The most successful, in terms of evolution, creatures on earth are not what you'd call intelligent, after all. They just accel at survival and reproduction.

Excel, not accel

Christ it's too early for me to be talking.

>Why are we the only intelligent species on the planet?
But we aren't?
We're just the most intelligent species, so much so that everything else looks like mindless retards from our point of view.

I always get puzzled about aphantasia.
Do people that don't have it literally see images when they close their eyes and imagine about something ?
As in, literal visualisation ?
As in, you literally see something akin to a movie or an animation ?

I can pass the aphantasia "test" but there's optic components, so the definition of "visualisation" is kinda important.
Do i have asphantasia if there's only the faint redness from light filtering through my closed eyelids, ever ?

Before we even existed? We are an extremely young species. Why has it never happened in the past?

High level intelligence is a heck of a tangent in terms of evolution. It's a long way and a lot of energy for something that is questionably helpful a lot of the time. Nothing else evolved it because their species didn't get the right combination of mutation and situations where it would be preferable.

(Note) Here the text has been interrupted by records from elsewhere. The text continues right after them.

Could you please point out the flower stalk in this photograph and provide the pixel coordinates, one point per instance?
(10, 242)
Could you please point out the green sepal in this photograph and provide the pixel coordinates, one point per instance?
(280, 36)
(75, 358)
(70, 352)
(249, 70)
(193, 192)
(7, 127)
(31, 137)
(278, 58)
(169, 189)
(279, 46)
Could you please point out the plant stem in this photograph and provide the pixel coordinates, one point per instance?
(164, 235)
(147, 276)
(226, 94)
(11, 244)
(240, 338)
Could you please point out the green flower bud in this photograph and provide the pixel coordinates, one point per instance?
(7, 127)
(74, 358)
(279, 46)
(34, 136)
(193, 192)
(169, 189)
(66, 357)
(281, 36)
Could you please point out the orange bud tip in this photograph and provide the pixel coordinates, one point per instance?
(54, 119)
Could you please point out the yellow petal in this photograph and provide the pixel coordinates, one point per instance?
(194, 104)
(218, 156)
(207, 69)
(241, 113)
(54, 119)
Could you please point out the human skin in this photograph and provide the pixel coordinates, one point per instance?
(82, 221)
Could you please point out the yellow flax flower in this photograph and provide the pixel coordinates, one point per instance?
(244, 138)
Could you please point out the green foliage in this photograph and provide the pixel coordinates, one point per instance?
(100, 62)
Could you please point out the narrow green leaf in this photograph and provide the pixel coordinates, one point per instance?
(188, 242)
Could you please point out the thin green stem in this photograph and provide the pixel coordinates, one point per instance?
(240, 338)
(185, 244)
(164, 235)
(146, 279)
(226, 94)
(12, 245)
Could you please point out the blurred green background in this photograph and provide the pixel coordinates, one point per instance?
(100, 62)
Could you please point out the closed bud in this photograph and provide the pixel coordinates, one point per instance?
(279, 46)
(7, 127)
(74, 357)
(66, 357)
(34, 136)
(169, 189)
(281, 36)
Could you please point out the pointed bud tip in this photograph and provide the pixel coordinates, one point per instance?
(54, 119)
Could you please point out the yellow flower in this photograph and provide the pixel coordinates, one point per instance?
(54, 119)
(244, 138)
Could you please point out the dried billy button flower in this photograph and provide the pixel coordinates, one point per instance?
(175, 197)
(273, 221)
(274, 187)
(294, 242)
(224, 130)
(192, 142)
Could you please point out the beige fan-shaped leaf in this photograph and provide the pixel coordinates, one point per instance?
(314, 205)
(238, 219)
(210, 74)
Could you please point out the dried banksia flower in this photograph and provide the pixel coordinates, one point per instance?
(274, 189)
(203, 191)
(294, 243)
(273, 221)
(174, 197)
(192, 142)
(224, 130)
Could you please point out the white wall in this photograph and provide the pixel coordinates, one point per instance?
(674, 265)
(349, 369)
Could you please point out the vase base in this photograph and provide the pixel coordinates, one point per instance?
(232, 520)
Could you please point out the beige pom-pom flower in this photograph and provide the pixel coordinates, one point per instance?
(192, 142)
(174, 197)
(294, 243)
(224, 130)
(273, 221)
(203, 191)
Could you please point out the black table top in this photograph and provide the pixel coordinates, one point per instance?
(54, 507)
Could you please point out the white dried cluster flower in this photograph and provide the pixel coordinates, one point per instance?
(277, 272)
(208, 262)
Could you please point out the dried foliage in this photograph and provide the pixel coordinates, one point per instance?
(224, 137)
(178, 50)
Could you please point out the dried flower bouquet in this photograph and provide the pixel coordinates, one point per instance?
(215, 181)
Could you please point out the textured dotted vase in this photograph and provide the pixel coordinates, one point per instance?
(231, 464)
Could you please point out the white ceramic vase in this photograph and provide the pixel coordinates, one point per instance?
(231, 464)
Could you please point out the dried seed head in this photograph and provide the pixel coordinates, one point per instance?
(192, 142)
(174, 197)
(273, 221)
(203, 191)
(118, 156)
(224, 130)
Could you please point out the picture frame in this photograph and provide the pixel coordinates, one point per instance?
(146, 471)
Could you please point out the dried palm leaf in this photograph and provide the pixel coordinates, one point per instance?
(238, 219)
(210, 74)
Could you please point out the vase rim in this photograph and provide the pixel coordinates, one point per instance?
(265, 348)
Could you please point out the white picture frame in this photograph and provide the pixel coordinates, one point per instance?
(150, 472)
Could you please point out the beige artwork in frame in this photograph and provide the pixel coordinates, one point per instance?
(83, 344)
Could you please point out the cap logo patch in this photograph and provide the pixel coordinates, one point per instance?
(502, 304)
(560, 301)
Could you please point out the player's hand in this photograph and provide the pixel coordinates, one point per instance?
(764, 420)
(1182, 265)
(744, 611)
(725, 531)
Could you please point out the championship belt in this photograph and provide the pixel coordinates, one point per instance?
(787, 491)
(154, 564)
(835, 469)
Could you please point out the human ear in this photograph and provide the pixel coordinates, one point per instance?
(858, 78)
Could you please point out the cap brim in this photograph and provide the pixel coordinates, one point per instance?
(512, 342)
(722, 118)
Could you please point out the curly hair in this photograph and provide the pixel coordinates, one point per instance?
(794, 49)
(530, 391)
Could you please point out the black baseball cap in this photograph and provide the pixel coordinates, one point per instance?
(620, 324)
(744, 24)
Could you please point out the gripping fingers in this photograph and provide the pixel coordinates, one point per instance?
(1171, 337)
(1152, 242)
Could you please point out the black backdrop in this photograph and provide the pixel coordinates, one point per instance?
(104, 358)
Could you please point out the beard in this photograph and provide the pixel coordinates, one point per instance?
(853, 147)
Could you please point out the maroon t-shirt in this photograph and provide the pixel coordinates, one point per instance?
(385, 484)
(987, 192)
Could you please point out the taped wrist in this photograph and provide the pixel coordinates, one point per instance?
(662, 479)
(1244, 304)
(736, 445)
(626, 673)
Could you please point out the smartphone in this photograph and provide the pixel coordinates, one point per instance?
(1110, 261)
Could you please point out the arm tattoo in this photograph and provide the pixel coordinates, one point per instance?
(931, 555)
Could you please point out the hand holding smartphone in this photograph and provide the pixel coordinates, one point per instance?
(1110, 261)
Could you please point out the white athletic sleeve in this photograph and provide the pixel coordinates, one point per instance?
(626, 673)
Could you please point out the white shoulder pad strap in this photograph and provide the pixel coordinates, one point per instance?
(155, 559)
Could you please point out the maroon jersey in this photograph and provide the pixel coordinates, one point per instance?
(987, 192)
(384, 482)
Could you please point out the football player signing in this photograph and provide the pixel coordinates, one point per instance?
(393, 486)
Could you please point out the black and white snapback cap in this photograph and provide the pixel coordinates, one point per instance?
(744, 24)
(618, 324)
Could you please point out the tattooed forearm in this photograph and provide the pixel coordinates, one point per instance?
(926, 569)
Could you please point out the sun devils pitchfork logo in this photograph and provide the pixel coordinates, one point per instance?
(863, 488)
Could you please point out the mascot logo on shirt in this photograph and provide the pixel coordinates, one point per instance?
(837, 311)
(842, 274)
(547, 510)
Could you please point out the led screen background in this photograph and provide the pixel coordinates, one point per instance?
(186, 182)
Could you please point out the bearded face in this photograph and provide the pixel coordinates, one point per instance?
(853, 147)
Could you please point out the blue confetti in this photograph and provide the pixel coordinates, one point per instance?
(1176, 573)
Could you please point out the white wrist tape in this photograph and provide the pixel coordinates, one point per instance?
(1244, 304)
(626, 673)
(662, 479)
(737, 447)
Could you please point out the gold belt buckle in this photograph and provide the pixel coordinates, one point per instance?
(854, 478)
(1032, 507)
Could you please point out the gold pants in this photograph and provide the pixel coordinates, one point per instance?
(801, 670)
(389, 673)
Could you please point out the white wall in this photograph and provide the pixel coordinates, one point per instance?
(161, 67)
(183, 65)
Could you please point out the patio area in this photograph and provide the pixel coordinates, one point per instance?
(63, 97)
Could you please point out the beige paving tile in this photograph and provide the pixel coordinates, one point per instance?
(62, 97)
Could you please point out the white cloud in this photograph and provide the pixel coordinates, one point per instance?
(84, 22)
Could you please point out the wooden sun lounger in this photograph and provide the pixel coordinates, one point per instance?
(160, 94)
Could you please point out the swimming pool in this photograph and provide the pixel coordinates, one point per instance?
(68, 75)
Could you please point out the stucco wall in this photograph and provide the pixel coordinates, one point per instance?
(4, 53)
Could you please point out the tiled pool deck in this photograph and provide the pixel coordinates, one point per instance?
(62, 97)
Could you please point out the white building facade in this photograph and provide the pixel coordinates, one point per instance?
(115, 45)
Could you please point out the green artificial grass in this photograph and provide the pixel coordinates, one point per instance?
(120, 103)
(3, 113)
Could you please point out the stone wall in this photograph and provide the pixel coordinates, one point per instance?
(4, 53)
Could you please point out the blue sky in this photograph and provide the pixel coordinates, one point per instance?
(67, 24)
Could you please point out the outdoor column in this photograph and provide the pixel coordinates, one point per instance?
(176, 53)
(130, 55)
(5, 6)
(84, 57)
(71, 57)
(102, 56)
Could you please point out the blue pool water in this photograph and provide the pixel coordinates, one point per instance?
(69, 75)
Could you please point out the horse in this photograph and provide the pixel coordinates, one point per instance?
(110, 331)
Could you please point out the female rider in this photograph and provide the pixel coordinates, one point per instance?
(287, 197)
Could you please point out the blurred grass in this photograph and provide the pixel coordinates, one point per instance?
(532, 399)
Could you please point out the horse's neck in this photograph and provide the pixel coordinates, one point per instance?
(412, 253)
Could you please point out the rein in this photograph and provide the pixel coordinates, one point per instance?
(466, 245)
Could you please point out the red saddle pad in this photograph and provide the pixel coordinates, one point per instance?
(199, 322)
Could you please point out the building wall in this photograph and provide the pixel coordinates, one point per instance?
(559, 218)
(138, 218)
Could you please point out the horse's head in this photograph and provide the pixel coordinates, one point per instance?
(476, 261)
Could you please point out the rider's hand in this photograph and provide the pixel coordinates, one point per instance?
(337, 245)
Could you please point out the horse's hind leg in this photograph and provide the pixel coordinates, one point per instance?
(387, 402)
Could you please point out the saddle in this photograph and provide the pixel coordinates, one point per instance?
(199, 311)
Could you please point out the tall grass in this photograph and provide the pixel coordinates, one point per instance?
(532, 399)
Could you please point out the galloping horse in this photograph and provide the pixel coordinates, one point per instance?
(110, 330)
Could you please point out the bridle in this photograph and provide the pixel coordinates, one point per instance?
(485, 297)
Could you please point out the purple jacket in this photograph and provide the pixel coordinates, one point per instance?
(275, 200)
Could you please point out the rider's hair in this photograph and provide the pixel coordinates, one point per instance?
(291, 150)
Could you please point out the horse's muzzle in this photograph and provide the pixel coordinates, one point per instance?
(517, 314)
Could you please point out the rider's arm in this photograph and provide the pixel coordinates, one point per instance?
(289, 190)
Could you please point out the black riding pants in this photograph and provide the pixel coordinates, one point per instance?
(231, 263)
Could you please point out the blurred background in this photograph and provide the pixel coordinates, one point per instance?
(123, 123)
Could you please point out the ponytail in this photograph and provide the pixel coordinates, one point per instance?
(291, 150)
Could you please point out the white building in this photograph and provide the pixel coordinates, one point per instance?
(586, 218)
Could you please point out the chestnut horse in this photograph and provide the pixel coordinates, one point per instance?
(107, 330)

A t-rex that could ponder philosophy isn't really any better than one that doesn't, in the end its survival is based more on physical ability.

We are an evolutionary oddity.

>Lrn2homo fgt... Ok you can return those sides when you are done with them.

>Evolution isn't a buffet where you pick whatever trait you like best for the next generation.

Actually that's precisely how evolution works

BECAUSE THE MASS EXTINCTION OF REPTILES HAPPENED. THAT'S WHY. -_-
Dude you really need to know history and science goes with each other.

>Why are we the only intelligent species on the planet?
because we are the ones setting the criteria for what's considered "intelligence".
Sheeeeeit we even named ourselves sapiens. I swear if another species was in charge of naming our species would be homo narcissus.

You're mistaking intelligence for consciousness. There are many other creatures, such as an elephant, which have consciousness. Elephants recognize other dead elephants.

One of the main benefits on consciousness is that you think about your actions and before you preform them and you can recognize patterns. One the reasons man has been around for so long is that we looked at the stars and figured out when winter was coming or things of that nature.

Evolution only works on what it has. It's not like tomorrow you're going to get a new species of spider that can fly or ant that can spin webs. The basic premise of evolution is if it works don't fuck it up. It's why sharks have changed very little. Why the horse shoe crab is pretty much the same. It's why the croc and alligator are so successful.

Also you just don't get to pick and choose what you want. For man it is advantageous to conscious because he had to worry about all the predators around him and his abundance of meat, you typically see an increased brain size with meat consumption. If I had to guess it's because of the caloric need of the brain.

However hoes does consciousness serve a croc? It already hunts and reproduces efficiently. It has a super powerful immune system. Consciousness would serve it little and it lacks the necessary hardware for it too.